Dear loved ones
It was once a memory. Hearing about this hostel where you can stay in a prison cell in one of the many top/unique/amazing/must see before you die hostel articles I read. What I didn’t take much notice of was where it was. As it turns out there is this hip, unique, former prison hostel in Ljubljana, Slovenia where I bus into after Budapest. Ever so slightly nervous, this chicken shit proceeds.
And now here I am, stuck on the inside. With nothing but an original barred small window of the outside world.
My bed is comfortable. (May or may not be one of the comfiest going round but minor details in my story from the inside). I’m doing hard time. Hard time meaning friendly staff, cocktail bar, and hookah cafe. I hear out in the yard as we kick rocks around they even host weekly concerts, jam sessions, and art displays. Culture rates highly here. Dreaming of freedom and an outside world churns creativity I suppose.

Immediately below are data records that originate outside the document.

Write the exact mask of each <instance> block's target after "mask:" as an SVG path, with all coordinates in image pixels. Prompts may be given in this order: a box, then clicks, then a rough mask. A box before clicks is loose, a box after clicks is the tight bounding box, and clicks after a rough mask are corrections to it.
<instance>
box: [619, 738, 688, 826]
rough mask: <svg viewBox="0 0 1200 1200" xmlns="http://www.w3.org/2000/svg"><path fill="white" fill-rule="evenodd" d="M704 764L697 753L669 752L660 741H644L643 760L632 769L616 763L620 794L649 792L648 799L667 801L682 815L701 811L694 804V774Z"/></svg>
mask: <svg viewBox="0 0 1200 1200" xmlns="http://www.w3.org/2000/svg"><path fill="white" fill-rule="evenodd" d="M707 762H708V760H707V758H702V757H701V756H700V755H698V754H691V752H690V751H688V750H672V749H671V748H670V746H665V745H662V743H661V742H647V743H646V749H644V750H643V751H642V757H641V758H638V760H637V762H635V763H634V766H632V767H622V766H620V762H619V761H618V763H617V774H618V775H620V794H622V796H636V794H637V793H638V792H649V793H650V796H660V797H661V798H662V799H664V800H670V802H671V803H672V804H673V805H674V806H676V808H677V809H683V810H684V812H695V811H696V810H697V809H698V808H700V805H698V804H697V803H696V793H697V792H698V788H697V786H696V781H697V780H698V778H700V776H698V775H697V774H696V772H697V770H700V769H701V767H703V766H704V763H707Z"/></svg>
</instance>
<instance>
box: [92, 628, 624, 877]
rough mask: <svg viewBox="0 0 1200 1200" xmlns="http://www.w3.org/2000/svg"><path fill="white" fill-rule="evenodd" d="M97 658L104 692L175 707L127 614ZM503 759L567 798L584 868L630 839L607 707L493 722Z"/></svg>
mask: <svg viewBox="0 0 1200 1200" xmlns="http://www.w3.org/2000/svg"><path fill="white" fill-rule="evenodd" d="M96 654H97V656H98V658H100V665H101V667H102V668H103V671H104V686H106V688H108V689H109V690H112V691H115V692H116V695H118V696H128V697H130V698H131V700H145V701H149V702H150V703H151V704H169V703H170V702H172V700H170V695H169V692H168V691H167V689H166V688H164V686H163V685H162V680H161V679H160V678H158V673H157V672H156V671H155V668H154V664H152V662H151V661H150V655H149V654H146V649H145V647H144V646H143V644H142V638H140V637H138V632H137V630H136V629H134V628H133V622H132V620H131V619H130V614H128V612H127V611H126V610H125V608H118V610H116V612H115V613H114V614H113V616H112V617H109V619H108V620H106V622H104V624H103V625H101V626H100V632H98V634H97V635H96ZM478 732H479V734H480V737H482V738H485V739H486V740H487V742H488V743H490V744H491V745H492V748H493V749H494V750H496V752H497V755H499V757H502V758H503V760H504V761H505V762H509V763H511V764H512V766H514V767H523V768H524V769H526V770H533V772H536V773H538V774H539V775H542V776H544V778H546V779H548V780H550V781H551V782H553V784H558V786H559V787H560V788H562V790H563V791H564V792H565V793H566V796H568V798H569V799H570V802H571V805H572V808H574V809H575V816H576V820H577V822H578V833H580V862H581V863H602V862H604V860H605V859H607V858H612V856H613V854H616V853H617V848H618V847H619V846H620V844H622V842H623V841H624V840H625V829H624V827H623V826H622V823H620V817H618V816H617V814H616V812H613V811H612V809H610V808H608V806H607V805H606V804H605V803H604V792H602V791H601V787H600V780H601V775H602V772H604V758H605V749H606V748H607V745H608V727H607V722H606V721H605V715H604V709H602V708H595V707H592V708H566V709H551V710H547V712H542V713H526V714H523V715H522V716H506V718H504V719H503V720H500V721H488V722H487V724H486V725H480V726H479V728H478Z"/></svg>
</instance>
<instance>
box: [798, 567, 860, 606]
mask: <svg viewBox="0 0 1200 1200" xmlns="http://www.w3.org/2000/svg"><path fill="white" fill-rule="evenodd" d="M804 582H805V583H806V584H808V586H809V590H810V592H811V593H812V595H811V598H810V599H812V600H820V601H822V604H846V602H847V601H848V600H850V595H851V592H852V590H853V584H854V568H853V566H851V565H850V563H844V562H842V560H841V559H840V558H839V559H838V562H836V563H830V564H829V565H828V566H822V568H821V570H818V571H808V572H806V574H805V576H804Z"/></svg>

I’m locked up in Hostel Celica, translated to ‘cell’ in Slovenian. So what if I have the key to let myself in and out as I please. I’m currently planning my jail tattoo and fastening a shiv out of my toothbrush. It’s been so long since this hobo traveller bought a new one this is probably a good thing.

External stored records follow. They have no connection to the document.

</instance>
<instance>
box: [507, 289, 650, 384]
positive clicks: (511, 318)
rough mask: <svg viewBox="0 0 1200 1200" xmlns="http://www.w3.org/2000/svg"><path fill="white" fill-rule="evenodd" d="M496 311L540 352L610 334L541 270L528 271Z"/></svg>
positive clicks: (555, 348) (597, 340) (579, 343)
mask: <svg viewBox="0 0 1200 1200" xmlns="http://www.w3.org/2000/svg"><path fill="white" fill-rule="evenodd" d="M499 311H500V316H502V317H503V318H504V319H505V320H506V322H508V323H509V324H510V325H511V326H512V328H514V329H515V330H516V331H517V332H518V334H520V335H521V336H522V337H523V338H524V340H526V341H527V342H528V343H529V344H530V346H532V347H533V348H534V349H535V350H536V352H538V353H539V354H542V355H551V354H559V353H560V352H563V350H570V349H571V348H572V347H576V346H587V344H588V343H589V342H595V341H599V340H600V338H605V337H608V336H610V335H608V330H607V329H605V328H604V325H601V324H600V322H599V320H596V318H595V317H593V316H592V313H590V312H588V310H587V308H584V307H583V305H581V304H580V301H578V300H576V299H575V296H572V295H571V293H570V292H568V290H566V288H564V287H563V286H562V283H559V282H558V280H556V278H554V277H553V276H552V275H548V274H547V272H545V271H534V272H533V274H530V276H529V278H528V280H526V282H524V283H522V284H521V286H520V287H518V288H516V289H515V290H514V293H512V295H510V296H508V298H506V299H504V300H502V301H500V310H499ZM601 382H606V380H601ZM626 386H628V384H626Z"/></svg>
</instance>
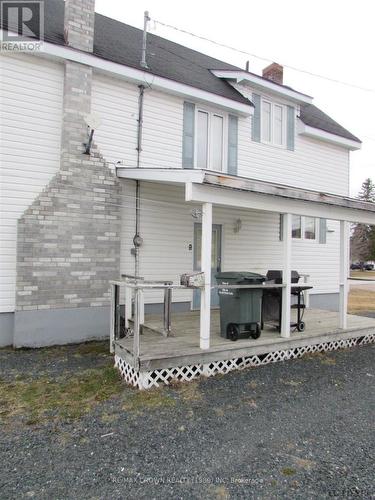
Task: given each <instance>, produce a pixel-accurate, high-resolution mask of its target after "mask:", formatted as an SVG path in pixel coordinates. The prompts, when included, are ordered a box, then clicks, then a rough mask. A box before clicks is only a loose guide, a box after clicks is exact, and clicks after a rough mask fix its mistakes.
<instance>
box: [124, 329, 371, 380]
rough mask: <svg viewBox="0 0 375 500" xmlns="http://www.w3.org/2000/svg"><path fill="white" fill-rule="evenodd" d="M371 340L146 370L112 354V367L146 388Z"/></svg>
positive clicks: (342, 348) (354, 338)
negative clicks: (232, 358) (240, 357)
mask: <svg viewBox="0 0 375 500" xmlns="http://www.w3.org/2000/svg"><path fill="white" fill-rule="evenodd" d="M372 342H375V333H371V334H368V335H365V336H363V337H356V338H352V339H344V340H334V341H331V342H323V343H321V344H315V345H309V346H303V347H295V348H292V349H287V350H284V351H274V352H269V353H267V354H259V355H254V356H248V357H242V358H235V359H229V360H224V361H212V362H210V363H207V364H201V363H200V364H197V365H188V366H180V367H174V368H163V369H158V370H153V371H148V372H139V371H136V370H135V369H134V368H132V367H131V366H130V365H129V364H128V363H127V362H126V361H124V360H123V359H122V358H121V357H120V356H118V355H115V366H116V367H117V368H118V369H119V370H120V372H121V376H122V378H123V379H124V380H125V382H127V383H128V384H130V385H133V386H134V387H138V388H139V389H150V388H151V387H160V385H162V384H167V385H168V384H170V383H171V382H174V381H179V382H188V381H190V380H193V379H194V378H197V377H200V376H202V375H203V376H205V377H212V376H213V375H217V374H218V373H220V374H225V373H228V372H231V371H233V370H243V369H244V368H248V367H252V366H261V365H267V364H268V363H276V362H278V361H286V360H288V359H296V358H300V357H301V356H303V355H304V354H309V353H314V352H325V351H336V350H337V349H343V348H346V347H354V346H361V345H365V344H370V343H372Z"/></svg>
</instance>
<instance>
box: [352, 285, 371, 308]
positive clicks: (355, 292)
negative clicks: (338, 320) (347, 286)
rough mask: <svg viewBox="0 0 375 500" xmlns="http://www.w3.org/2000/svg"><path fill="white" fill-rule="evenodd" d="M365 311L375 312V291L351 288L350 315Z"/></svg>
mask: <svg viewBox="0 0 375 500" xmlns="http://www.w3.org/2000/svg"><path fill="white" fill-rule="evenodd" d="M365 286H366V285H364V287H365ZM363 311H375V291H371V290H366V289H364V288H359V287H358V288H351V290H350V293H349V300H348V312H349V313H350V314H356V313H357V314H358V313H359V312H363Z"/></svg>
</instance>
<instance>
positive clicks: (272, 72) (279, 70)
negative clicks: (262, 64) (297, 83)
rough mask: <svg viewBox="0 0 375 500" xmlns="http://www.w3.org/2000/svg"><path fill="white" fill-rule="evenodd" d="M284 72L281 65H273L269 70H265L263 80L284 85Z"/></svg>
mask: <svg viewBox="0 0 375 500" xmlns="http://www.w3.org/2000/svg"><path fill="white" fill-rule="evenodd" d="M283 72H284V68H283V67H282V66H280V64H277V63H272V64H270V65H269V66H267V68H264V70H263V78H267V80H271V82H275V83H279V84H280V85H282V84H283Z"/></svg>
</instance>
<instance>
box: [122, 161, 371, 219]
mask: <svg viewBox="0 0 375 500" xmlns="http://www.w3.org/2000/svg"><path fill="white" fill-rule="evenodd" d="M117 176H118V177H120V178H125V179H134V180H143V181H149V182H162V183H167V184H180V185H185V201H188V202H198V203H206V202H208V203H213V204H215V205H222V206H231V207H238V208H248V209H254V210H261V211H267V212H277V213H293V214H298V215H307V216H312V217H321V218H327V219H334V220H345V221H350V222H360V223H363V224H374V225H375V204H374V203H369V202H364V201H361V200H357V199H354V198H350V197H346V196H340V195H336V194H331V193H325V192H320V191H313V190H310V189H301V188H297V187H293V186H288V185H284V184H276V183H272V182H266V181H259V180H255V179H249V178H244V177H238V176H233V175H228V174H224V173H221V172H214V171H209V170H200V169H192V170H190V169H189V170H188V169H181V168H129V167H117Z"/></svg>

I dream of the outside. I imagine the street art on the walls of Metalkova. I hear the revellers in the hipster bars. I feel the art being created around me in the many ateliers. I think back to the squatters, the protestors and the bohemians who took on this once military area and made it their own.
I think back to the Austro-Hungarian and Yugoslavians eras where these barracks housed those who went against. Military prisoners who endured malnutrition, solitary confinement and sunlight without skylines for mental torture.
I reflect that my worst torture is whether to sleep on the top or bottom bunk. “Enjoying” my solitary confinement my mind drifts to ghostly thoughts.
I contemplate entering the Point of Peace room for prayer, meditation and contemplation to shake it (please baby jebus/allah/buddha don’t let the mean prison ghosts get me). It has six areas of major global religions and one empty spot for all other religions and has been blessed by each’s highest representatives in Slovenia.
My blasphemous nature stops me. Maybe this is why I’m being punished with clean sheets, warm showers (where I’m careful not to drop the soap) and free buffet breakfast with a side of art, history and hipness.
Walking along the first floor, shackled only with the chains of my mind, I am presented with a straight, long, characterless corridor with evenly spaced doors either side. My mind plays tricks. Hear that shuffling? That’s the warden manning the hall.
Others are locked up around me in the 19 other rooms in their individualised artists rendition of how a cell could be. These damn creatives, around 80 of them in total, have literally made us sleep in art. Like I said, it’s tough.
The more well behaved sleep above us in regular dorm rooms. They’ve done their time. They are still faced with artistic flourishes and a daily cell tour.
I dream of the free city walking tour on the outside. I wish I too could discover the ins and outs, the eats and treats and the past and present of Ljubljana. I dream of cycling around the city on my trendy bike and getting lost and in the way of locals.
With nothing but time on my hands I drag my cup along the bars, and daydream about the brilliants who decided to renovate this once military prison into an artistic hostel where guests like me can press their tongue firmly into their cheek and pretend that life on this inside even resembles hard.
It took 10 years to make Hostel Celica what it is today and after this amount of time you’d want to have something pretty special on your hands. Like a number one hippest hostel listing from Lonely Planet or a spot in Rough Guide’s “25 Ultimate Experiences – Places to Stay” in the WORLD perhaps.
Do yourself a favour and lock yourself in.